The commonwealth’s general obligations, which are tax-exempt in all U.S. states, are on the brink of speculative grade from the major rating companies as the island tackles recurring budget deficits and a struggling economy.
Yields on some general obligations set record highs last month. Investors demand about 5.2 percentage points of extra yield, or 520 basis points, to own 10-year Puerto Rico debt instead of top-rated securities, up from about 3 percentage points in mid-August, data compiled by Bloomberg show.

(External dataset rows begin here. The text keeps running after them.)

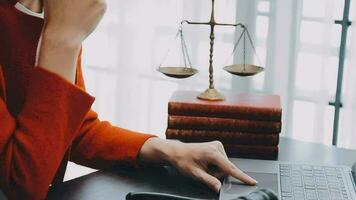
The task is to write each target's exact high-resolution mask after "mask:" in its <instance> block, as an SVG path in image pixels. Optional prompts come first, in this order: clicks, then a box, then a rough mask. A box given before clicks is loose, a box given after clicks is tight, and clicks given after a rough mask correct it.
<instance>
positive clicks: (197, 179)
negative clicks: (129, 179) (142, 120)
mask: <svg viewBox="0 0 356 200" xmlns="http://www.w3.org/2000/svg"><path fill="white" fill-rule="evenodd" d="M43 10H44V17H43V18H41V17H38V16H36V15H35V14H33V13H37V14H38V13H41V12H42V11H43ZM105 10H106V4H105V2H104V0H43V1H41V0H21V1H19V2H17V1H11V0H0V177H1V178H0V188H1V190H3V191H4V193H5V194H6V196H7V197H8V198H9V199H45V198H46V195H47V192H48V189H49V186H50V185H51V183H53V181H55V177H56V174H58V173H59V174H60V175H63V173H64V172H63V171H62V172H61V170H60V169H63V163H64V166H65V163H66V162H67V161H68V157H67V156H69V159H70V160H71V161H73V162H76V163H78V164H81V165H85V166H89V167H92V168H97V169H103V168H110V167H112V166H114V165H131V166H135V165H163V164H166V163H170V164H171V165H173V166H174V167H176V168H177V169H178V170H179V171H180V172H181V173H182V174H183V175H186V176H191V177H192V178H194V179H196V180H198V181H201V182H203V183H206V184H207V186H209V187H210V188H211V189H213V190H215V191H219V188H220V187H221V183H220V182H219V180H218V179H217V178H218V177H220V176H222V175H231V176H234V177H236V178H238V179H240V180H242V181H243V182H245V183H247V184H251V185H254V184H256V181H255V180H254V179H252V178H251V177H249V176H247V175H246V174H244V173H243V172H242V171H241V170H239V169H238V168H237V167H235V166H234V165H233V164H232V163H231V162H230V161H229V160H228V158H227V156H226V154H225V151H224V148H223V146H222V144H221V143H219V142H210V143H202V144H185V143H181V142H178V141H169V140H163V139H159V138H157V137H154V136H153V135H149V134H142V133H137V132H133V131H129V130H126V129H123V128H119V127H115V126H112V125H110V123H108V122H103V121H100V120H99V119H98V116H97V114H96V113H95V112H94V111H93V110H91V105H92V103H93V101H94V98H93V97H92V96H90V95H89V94H88V93H86V92H85V89H84V82H83V77H82V72H81V57H80V54H81V44H82V42H83V41H84V40H85V39H86V38H87V37H88V35H90V34H91V33H92V31H93V30H94V29H95V28H96V26H97V24H98V23H99V21H100V19H101V18H102V16H103V14H104V12H105ZM31 13H32V14H31ZM123 114H125V113H123ZM62 161H63V162H62ZM210 165H215V166H216V167H217V169H218V170H217V171H215V172H214V173H212V172H209V170H208V168H209V166H210ZM61 166H62V167H61ZM64 169H65V167H64Z"/></svg>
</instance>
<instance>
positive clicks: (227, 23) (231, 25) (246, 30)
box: [159, 0, 263, 101]
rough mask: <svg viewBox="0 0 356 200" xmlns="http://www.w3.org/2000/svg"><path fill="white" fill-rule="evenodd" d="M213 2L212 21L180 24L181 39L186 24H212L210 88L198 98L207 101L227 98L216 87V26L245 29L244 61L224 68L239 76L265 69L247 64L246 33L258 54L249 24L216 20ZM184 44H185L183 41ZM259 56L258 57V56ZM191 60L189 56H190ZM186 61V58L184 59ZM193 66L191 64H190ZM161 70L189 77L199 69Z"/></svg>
mask: <svg viewBox="0 0 356 200" xmlns="http://www.w3.org/2000/svg"><path fill="white" fill-rule="evenodd" d="M211 4H212V9H211V16H210V21H208V22H192V21H188V20H183V21H181V26H180V35H181V38H182V39H181V40H182V41H183V34H182V28H183V25H184V24H189V25H208V26H210V51H209V88H208V89H206V90H205V92H203V93H201V94H200V95H199V96H198V97H197V98H198V99H202V100H207V101H223V100H225V97H224V96H223V95H222V94H220V93H219V92H218V91H217V90H216V89H215V87H214V67H213V63H214V61H213V59H214V44H215V27H216V26H229V27H241V28H242V29H243V30H244V31H243V32H242V35H241V36H243V37H244V52H243V53H244V63H243V64H239V65H230V66H226V67H225V68H224V69H225V70H226V71H227V72H229V73H231V74H233V75H237V76H253V75H255V74H257V73H260V72H261V71H263V68H262V67H260V66H256V65H251V64H249V65H247V64H246V45H245V41H246V34H247V36H248V39H249V41H250V43H251V46H252V48H253V49H254V52H255V54H256V56H257V52H256V49H255V48H254V45H253V43H252V39H251V36H250V34H249V32H248V30H247V26H246V25H244V24H241V23H236V24H233V23H218V22H216V20H215V0H211ZM241 36H240V38H239V39H238V41H237V43H236V44H235V47H234V50H233V52H235V50H236V48H237V46H238V43H239V41H240V39H241ZM182 44H185V42H184V41H183V42H182ZM184 48H185V50H183V56H184V57H185V53H186V52H187V50H186V47H185V46H184ZM184 48H183V49H184ZM257 58H258V57H257ZM188 60H189V57H188ZM184 61H185V60H184ZM185 66H186V64H185ZM190 67H191V66H190ZM159 71H160V72H162V73H163V74H165V75H167V76H170V77H174V78H187V77H189V76H192V75H194V74H195V73H197V70H193V69H191V68H189V69H187V68H184V69H181V68H180V67H178V68H177V67H166V68H162V67H160V68H159Z"/></svg>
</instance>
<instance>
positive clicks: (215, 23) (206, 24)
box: [181, 20, 246, 29]
mask: <svg viewBox="0 0 356 200" xmlns="http://www.w3.org/2000/svg"><path fill="white" fill-rule="evenodd" d="M184 23H187V24H191V25H210V26H211V25H214V26H235V27H238V26H240V27H241V28H243V29H244V28H246V26H245V25H244V24H241V23H238V24H229V23H227V24H226V23H218V22H213V23H212V22H191V21H188V20H183V21H182V22H181V24H182V25H183V24H184Z"/></svg>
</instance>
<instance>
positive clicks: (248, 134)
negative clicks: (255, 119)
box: [166, 129, 279, 146]
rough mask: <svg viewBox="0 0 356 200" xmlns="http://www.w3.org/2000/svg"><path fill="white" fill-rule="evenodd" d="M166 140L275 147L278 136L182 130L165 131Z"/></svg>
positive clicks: (222, 131)
mask: <svg viewBox="0 0 356 200" xmlns="http://www.w3.org/2000/svg"><path fill="white" fill-rule="evenodd" d="M166 138H167V139H177V140H180V141H182V142H210V141H214V140H219V141H220V142H222V143H224V144H236V145H262V146H277V145H278V144H279V135H277V134H254V133H242V132H236V131H210V130H182V129H167V131H166Z"/></svg>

“It’s a dire situation in terms of the amount of debt they have outstanding, the weakness in their economy,” Hayes said in an interview with Tom Keene and Michael McKee on Bloomberg Radio’s “Bloomberg Surveillance.” New York-based BlackRock, the world’s biggest asset manager, oversees $109 billion of local debt.

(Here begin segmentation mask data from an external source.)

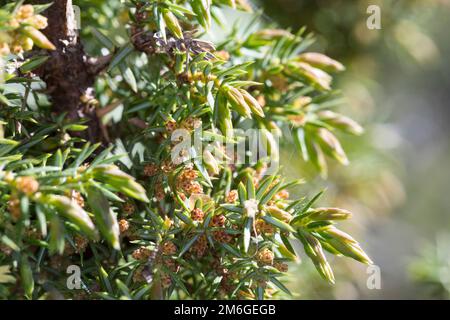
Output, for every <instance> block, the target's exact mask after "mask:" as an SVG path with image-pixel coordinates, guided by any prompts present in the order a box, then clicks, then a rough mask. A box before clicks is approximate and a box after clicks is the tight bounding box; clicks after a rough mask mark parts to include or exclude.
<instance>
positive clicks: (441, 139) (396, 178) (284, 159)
mask: <svg viewBox="0 0 450 320" xmlns="http://www.w3.org/2000/svg"><path fill="white" fill-rule="evenodd" d="M370 5H378V6H379V7H380V9H381V27H382V28H381V30H369V29H368V28H367V25H366V21H367V19H368V17H369V15H370V14H368V13H367V8H368V7H369V6H370ZM258 6H259V5H258ZM260 6H262V7H263V8H264V11H265V13H266V14H265V16H264V17H265V20H266V22H267V23H269V24H270V23H277V24H279V25H281V27H283V28H291V29H292V30H294V31H295V30H297V29H298V28H300V27H301V26H306V27H307V28H308V30H309V31H311V32H314V34H315V35H316V38H317V43H316V44H315V46H314V50H317V51H321V52H325V53H326V54H328V55H330V56H331V57H333V58H336V59H337V60H340V61H342V62H343V63H344V64H345V65H346V66H347V71H346V72H345V73H344V74H342V75H340V76H339V77H338V79H337V83H336V86H337V87H338V88H340V89H341V90H342V92H343V95H344V97H345V99H346V103H345V105H344V106H345V108H346V109H347V110H346V112H347V114H350V115H352V116H353V117H354V118H356V119H358V120H359V121H360V122H361V123H363V124H364V126H365V128H366V130H367V131H366V134H365V135H364V136H363V137H361V138H346V139H344V140H345V141H346V144H345V149H346V150H347V151H348V152H349V157H350V160H351V164H350V166H348V167H340V166H333V167H332V168H331V169H330V172H331V175H330V179H329V181H323V180H321V179H320V178H318V177H317V176H316V175H315V174H314V172H313V171H311V170H310V168H308V167H306V166H305V165H304V164H302V163H301V161H300V160H299V157H298V155H297V154H295V153H293V152H292V151H291V148H286V149H285V150H284V151H283V154H282V156H283V160H284V161H283V163H284V170H285V171H287V172H288V173H289V174H291V175H295V176H301V177H305V176H306V177H307V178H308V179H309V180H310V181H314V186H315V187H316V188H323V187H327V189H328V191H327V193H326V197H325V198H324V199H322V200H323V203H327V204H332V205H339V206H341V207H345V208H349V209H351V210H352V211H353V212H354V219H353V222H350V223H346V224H345V225H346V227H347V230H350V229H351V231H352V233H355V235H356V236H357V239H359V240H361V243H362V244H363V247H364V248H366V249H367V252H368V253H369V254H370V255H371V257H372V258H373V260H374V261H375V263H376V265H377V266H379V267H380V270H381V289H380V290H377V289H374V290H370V289H368V288H367V285H366V282H367V278H368V276H369V275H368V274H367V273H366V267H365V266H361V265H359V264H357V263H353V262H351V261H344V260H343V259H334V260H333V261H332V265H333V267H334V268H335V269H336V279H337V281H336V282H337V283H336V285H334V286H330V285H328V284H326V283H324V282H323V281H321V279H320V278H319V276H318V275H317V274H316V272H315V270H313V267H312V266H311V265H310V264H309V261H307V260H306V259H305V260H304V263H302V264H300V265H299V266H292V267H291V279H290V280H291V281H290V288H291V289H292V290H293V291H294V292H296V298H298V299H319V298H327V299H379V298H384V299H419V298H425V299H428V298H441V299H446V298H449V292H450V236H448V235H447V234H450V233H449V232H450V215H449V211H450V197H449V196H447V194H446V193H447V192H448V190H449V189H450V168H449V163H450V161H449V160H450V148H449V147H450V142H449V139H448V137H449V131H450V129H449V126H448V121H449V120H450V110H449V107H450V105H449V104H450V103H449V101H450V60H449V57H450V39H449V31H450V18H449V16H450V1H449V0H434V1H433V0H403V1H402V0H395V1H394V0H379V1H376V0H315V1H313V0H308V1H306V0H260ZM304 191H305V190H299V192H304ZM306 191H308V192H312V190H310V189H308V190H306ZM342 225H344V224H342Z"/></svg>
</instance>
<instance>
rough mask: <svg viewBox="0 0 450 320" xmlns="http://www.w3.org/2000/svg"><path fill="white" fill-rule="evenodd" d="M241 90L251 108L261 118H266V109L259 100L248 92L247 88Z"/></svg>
mask: <svg viewBox="0 0 450 320" xmlns="http://www.w3.org/2000/svg"><path fill="white" fill-rule="evenodd" d="M239 92H240V93H241V94H242V96H243V97H244V100H245V102H246V103H247V105H248V106H249V107H250V110H251V111H252V112H253V113H254V114H256V115H258V116H259V117H261V118H264V111H263V109H262V107H261V105H260V104H259V102H258V100H256V99H255V98H254V97H253V96H252V95H251V94H250V93H248V92H247V91H246V90H243V89H240V90H239Z"/></svg>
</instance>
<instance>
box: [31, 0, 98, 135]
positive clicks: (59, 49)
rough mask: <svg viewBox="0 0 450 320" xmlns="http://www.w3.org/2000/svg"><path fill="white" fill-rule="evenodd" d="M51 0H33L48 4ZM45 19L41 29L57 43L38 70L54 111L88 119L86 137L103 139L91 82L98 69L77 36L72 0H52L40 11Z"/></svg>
mask: <svg viewBox="0 0 450 320" xmlns="http://www.w3.org/2000/svg"><path fill="white" fill-rule="evenodd" d="M49 2H52V1H51V0H35V1H34V3H41V4H42V3H49ZM43 14H44V15H45V16H46V17H47V18H48V27H47V28H46V29H45V30H44V33H45V35H46V36H47V38H48V39H49V40H50V41H51V42H52V43H53V44H54V45H55V46H56V48H57V49H56V50H55V51H51V52H49V55H50V59H49V60H47V62H46V63H45V65H44V66H43V67H42V68H41V70H40V71H39V75H40V76H41V77H42V79H43V80H44V81H45V82H46V84H47V90H48V94H49V95H50V97H51V100H52V104H53V110H54V111H55V112H57V113H63V112H65V113H67V119H68V120H78V119H87V120H88V123H87V125H89V130H88V132H87V136H85V138H87V139H89V140H90V141H96V142H98V141H102V140H103V138H104V136H103V133H102V130H101V123H100V120H99V118H98V117H97V115H96V110H95V106H94V105H93V104H92V103H89V101H92V99H94V90H93V87H92V86H93V84H94V81H95V77H96V76H97V74H98V73H99V72H100V70H97V69H98V68H95V62H96V59H92V58H89V57H88V56H87V55H86V53H85V51H84V49H83V45H82V44H81V42H80V40H79V38H78V31H77V30H76V21H75V17H74V11H73V7H72V0H53V5H52V6H50V8H49V9H47V10H46V11H45V12H44V13H43Z"/></svg>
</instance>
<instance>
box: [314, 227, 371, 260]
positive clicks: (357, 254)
mask: <svg viewBox="0 0 450 320" xmlns="http://www.w3.org/2000/svg"><path fill="white" fill-rule="evenodd" d="M322 234H323V235H324V236H325V237H326V238H327V242H328V243H329V244H330V245H331V246H332V247H333V248H334V249H336V250H337V251H339V252H340V253H342V254H343V255H344V256H347V257H350V258H353V259H355V260H357V261H359V262H361V263H364V264H372V263H373V262H372V260H371V259H370V258H369V256H368V255H367V254H366V253H365V252H364V251H363V250H362V248H361V247H360V245H359V243H358V242H357V241H356V240H355V239H353V238H352V237H351V236H350V235H348V234H347V233H345V232H343V231H341V230H339V229H337V228H335V227H334V226H330V227H329V228H327V229H326V230H324V231H323V232H322Z"/></svg>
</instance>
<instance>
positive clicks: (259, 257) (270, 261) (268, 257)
mask: <svg viewBox="0 0 450 320" xmlns="http://www.w3.org/2000/svg"><path fill="white" fill-rule="evenodd" d="M274 258H275V255H274V253H273V252H272V251H270V250H269V249H268V248H264V249H261V250H260V251H259V252H258V256H257V259H258V261H259V262H261V263H262V264H266V265H271V264H273V259H274Z"/></svg>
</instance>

Compared with similarly rated credits, “it has been over the years overvalued in our mind,” Hayes said.
“In recent weeks, you’ve seen investors take a hard look at that. They’re way ahead of the agencies here. They’re actually pricing it like distressed debt, which is probably right,” Hayes said.
An index measuring the island’s economy fell by 5.4 percent in August from a year earlier, the steepest contraction since 2010, according to Puerto Rico’s Government Development Bank, which handles the commonwealth’s capital-market transactions.
Recent yields on Puerto Rico bonds have “gone up about two to 300 basis points, depending on the credit, and it may have another 150 to 200 basis points to go once they really get through this,” he said.